By law, no person can import or introduce into the state, possess, or liberate in the state any live fish, wild bird, wild quadruped (four-legged animal), reptile, or amphibian without a permit from the commissioner. The bill expands the law to include invertebrates (animals without backbones) and all mammals, thereby including such animals as bats and primates (monkeys, apes, and lemurs). Current law authorizes the commissioner to (1) prescribe the number of these animals that may be imported, possessed, introduced, or liberated; (2) exempt certain species from permit requirements; (3) prohibit the importation, introduction, possession, or liberation of species he determines to be a potential threat to people, crops, or established species of plants and animals; (4) exempt certain institutions, such as zoos, from permit requirements; and (5) seize and dispose of illegally imported or illegally possessed animals. Each violation of the law is an infraction.

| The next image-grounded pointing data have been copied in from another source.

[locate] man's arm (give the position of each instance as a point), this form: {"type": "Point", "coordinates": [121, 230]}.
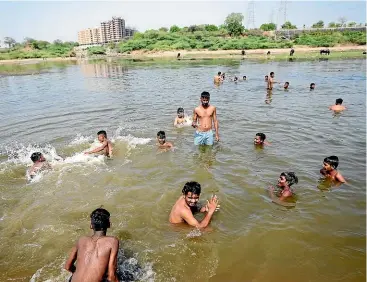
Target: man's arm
{"type": "Point", "coordinates": [194, 119]}
{"type": "Point", "coordinates": [112, 264]}
{"type": "Point", "coordinates": [69, 265]}
{"type": "Point", "coordinates": [216, 124]}
{"type": "Point", "coordinates": [98, 149]}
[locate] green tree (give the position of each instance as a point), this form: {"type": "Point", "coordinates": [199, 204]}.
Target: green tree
{"type": "Point", "coordinates": [233, 24]}
{"type": "Point", "coordinates": [319, 24]}
{"type": "Point", "coordinates": [174, 28]}
{"type": "Point", "coordinates": [9, 41]}
{"type": "Point", "coordinates": [211, 27]}
{"type": "Point", "coordinates": [268, 26]}
{"type": "Point", "coordinates": [163, 29]}
{"type": "Point", "coordinates": [288, 25]}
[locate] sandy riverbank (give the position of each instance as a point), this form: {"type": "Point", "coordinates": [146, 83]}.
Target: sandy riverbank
{"type": "Point", "coordinates": [255, 53]}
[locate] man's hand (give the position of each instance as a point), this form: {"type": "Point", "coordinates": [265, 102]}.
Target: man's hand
{"type": "Point", "coordinates": [212, 204]}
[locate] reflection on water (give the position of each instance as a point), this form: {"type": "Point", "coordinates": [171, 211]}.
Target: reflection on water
{"type": "Point", "coordinates": [60, 112]}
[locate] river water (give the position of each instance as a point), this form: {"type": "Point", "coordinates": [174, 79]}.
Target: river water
{"type": "Point", "coordinates": [250, 239]}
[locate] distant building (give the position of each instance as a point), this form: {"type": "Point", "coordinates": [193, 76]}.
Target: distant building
{"type": "Point", "coordinates": [129, 32]}
{"type": "Point", "coordinates": [110, 31]}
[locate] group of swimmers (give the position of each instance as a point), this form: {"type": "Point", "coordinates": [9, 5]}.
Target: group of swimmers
{"type": "Point", "coordinates": [96, 255]}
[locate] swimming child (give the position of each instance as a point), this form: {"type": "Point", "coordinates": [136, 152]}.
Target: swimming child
{"type": "Point", "coordinates": [285, 181]}
{"type": "Point", "coordinates": [330, 165]}
{"type": "Point", "coordinates": [260, 139]}
{"type": "Point", "coordinates": [96, 255]}
{"type": "Point", "coordinates": [106, 145]}
{"type": "Point", "coordinates": [338, 106]}
{"type": "Point", "coordinates": [181, 119]}
{"type": "Point", "coordinates": [39, 164]}
{"type": "Point", "coordinates": [162, 143]}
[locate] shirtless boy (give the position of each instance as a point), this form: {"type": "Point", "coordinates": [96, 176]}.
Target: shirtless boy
{"type": "Point", "coordinates": [218, 78]}
{"type": "Point", "coordinates": [39, 164]}
{"type": "Point", "coordinates": [260, 139]}
{"type": "Point", "coordinates": [186, 206]}
{"type": "Point", "coordinates": [330, 165]}
{"type": "Point", "coordinates": [338, 107]}
{"type": "Point", "coordinates": [162, 143]}
{"type": "Point", "coordinates": [204, 117]}
{"type": "Point", "coordinates": [106, 145]}
{"type": "Point", "coordinates": [96, 255]}
{"type": "Point", "coordinates": [285, 181]}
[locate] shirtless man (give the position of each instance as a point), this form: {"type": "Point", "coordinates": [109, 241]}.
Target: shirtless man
{"type": "Point", "coordinates": [106, 145]}
{"type": "Point", "coordinates": [338, 107]}
{"type": "Point", "coordinates": [39, 164]}
{"type": "Point", "coordinates": [218, 78]}
{"type": "Point", "coordinates": [186, 206]}
{"type": "Point", "coordinates": [271, 81]}
{"type": "Point", "coordinates": [96, 255]}
{"type": "Point", "coordinates": [162, 143]}
{"type": "Point", "coordinates": [204, 117]}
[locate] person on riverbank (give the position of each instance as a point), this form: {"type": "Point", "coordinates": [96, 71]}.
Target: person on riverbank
{"type": "Point", "coordinates": [330, 165]}
{"type": "Point", "coordinates": [181, 119]}
{"type": "Point", "coordinates": [204, 117]}
{"type": "Point", "coordinates": [105, 148]}
{"type": "Point", "coordinates": [96, 255]}
{"type": "Point", "coordinates": [260, 139]}
{"type": "Point", "coordinates": [285, 181]}
{"type": "Point", "coordinates": [162, 142]}
{"type": "Point", "coordinates": [187, 205]}
{"type": "Point", "coordinates": [218, 78]}
{"type": "Point", "coordinates": [338, 107]}
{"type": "Point", "coordinates": [39, 164]}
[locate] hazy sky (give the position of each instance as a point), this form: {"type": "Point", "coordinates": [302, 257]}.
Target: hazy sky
{"type": "Point", "coordinates": [62, 20]}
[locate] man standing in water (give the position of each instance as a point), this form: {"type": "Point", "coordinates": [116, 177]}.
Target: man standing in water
{"type": "Point", "coordinates": [96, 255]}
{"type": "Point", "coordinates": [204, 117]}
{"type": "Point", "coordinates": [186, 206]}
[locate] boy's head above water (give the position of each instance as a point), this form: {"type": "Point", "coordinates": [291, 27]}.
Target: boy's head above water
{"type": "Point", "coordinates": [37, 157]}
{"type": "Point", "coordinates": [102, 135]}
{"type": "Point", "coordinates": [161, 136]}
{"type": "Point", "coordinates": [259, 138]}
{"type": "Point", "coordinates": [191, 192]}
{"type": "Point", "coordinates": [331, 163]}
{"type": "Point", "coordinates": [180, 112]}
{"type": "Point", "coordinates": [100, 220]}
{"type": "Point", "coordinates": [287, 179]}
{"type": "Point", "coordinates": [339, 101]}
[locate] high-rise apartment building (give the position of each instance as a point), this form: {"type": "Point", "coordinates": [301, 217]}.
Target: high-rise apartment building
{"type": "Point", "coordinates": [110, 31]}
{"type": "Point", "coordinates": [89, 36]}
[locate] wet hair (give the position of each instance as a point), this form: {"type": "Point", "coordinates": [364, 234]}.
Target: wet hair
{"type": "Point", "coordinates": [100, 219]}
{"type": "Point", "coordinates": [333, 161]}
{"type": "Point", "coordinates": [161, 135]}
{"type": "Point", "coordinates": [290, 177]}
{"type": "Point", "coordinates": [261, 135]}
{"type": "Point", "coordinates": [193, 187]}
{"type": "Point", "coordinates": [102, 132]}
{"type": "Point", "coordinates": [205, 94]}
{"type": "Point", "coordinates": [36, 156]}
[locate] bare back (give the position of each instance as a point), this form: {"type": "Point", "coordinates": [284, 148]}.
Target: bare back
{"type": "Point", "coordinates": [94, 257]}
{"type": "Point", "coordinates": [204, 117]}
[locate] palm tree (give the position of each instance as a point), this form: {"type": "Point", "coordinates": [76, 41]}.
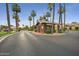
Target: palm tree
{"type": "Point", "coordinates": [30, 19]}
{"type": "Point", "coordinates": [41, 18]}
{"type": "Point", "coordinates": [61, 10]}
{"type": "Point", "coordinates": [47, 15]}
{"type": "Point", "coordinates": [33, 14]}
{"type": "Point", "coordinates": [16, 9]}
{"type": "Point", "coordinates": [8, 16]}
{"type": "Point", "coordinates": [52, 6]}
{"type": "Point", "coordinates": [64, 15]}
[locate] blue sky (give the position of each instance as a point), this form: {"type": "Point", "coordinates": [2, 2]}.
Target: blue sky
{"type": "Point", "coordinates": [72, 12]}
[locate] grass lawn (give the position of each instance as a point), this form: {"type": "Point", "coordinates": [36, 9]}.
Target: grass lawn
{"type": "Point", "coordinates": [4, 33]}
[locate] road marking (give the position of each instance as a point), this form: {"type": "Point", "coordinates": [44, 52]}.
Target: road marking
{"type": "Point", "coordinates": [3, 38]}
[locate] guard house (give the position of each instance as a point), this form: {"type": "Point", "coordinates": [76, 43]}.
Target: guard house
{"type": "Point", "coordinates": [45, 26]}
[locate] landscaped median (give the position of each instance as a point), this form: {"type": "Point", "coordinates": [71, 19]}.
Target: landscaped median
{"type": "Point", "coordinates": [54, 34]}
{"type": "Point", "coordinates": [4, 35]}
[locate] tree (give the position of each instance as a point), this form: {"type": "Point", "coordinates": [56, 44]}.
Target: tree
{"type": "Point", "coordinates": [51, 6]}
{"type": "Point", "coordinates": [30, 19]}
{"type": "Point", "coordinates": [41, 18]}
{"type": "Point", "coordinates": [33, 14]}
{"type": "Point", "coordinates": [47, 15]}
{"type": "Point", "coordinates": [16, 9]}
{"type": "Point", "coordinates": [8, 16]}
{"type": "Point", "coordinates": [60, 11]}
{"type": "Point", "coordinates": [64, 15]}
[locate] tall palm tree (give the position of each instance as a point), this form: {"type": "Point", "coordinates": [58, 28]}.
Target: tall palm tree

Current law also prohibits the transport within the state or from the state of fish, birds, quadrupeds, reptiles, and amphibians for which a closed season exists without a permit from the commissioner. The bill expands the law to include invertebrates and all mammals, thereby including such animals as bats and primates. Current law requires that any of these animals transported out of state be conspicuously tagged and labeled with the full name and address of the person authorized to transport such animal. Failure to attach such a tag is prima facie evidence of a violation of the law. It exempts from these permit requirements the transport of an animal (1) legally taken; (2) bred, propagated, or possessed by a person licensed or otherwise authorized to do so; (3) or exempt from licensing requirements. Violators are subjects to fines of between $ 10 and $ 200 and up to 60 days in prison.
EFFECTIVE DATE: October 1, 2003
Potentially Dangerous Animals
By law, potentially dangerous animals include, but are not limited to, wild cats, such as lions, leopards, cheetahs, jaguars, ocelots, jaguarundis (central American wildcats), pumas, lynxes, and bobcats; wild dogs, such as wolves and coyotes; and black, brown and grizzly bears.
Infractions are punishable by fines, usually set by a Superior Court judge, plus additional fees and surcharges. An infraction is not a crime. Violators do not have criminal records and can pay the fine by mail without making a court appearance.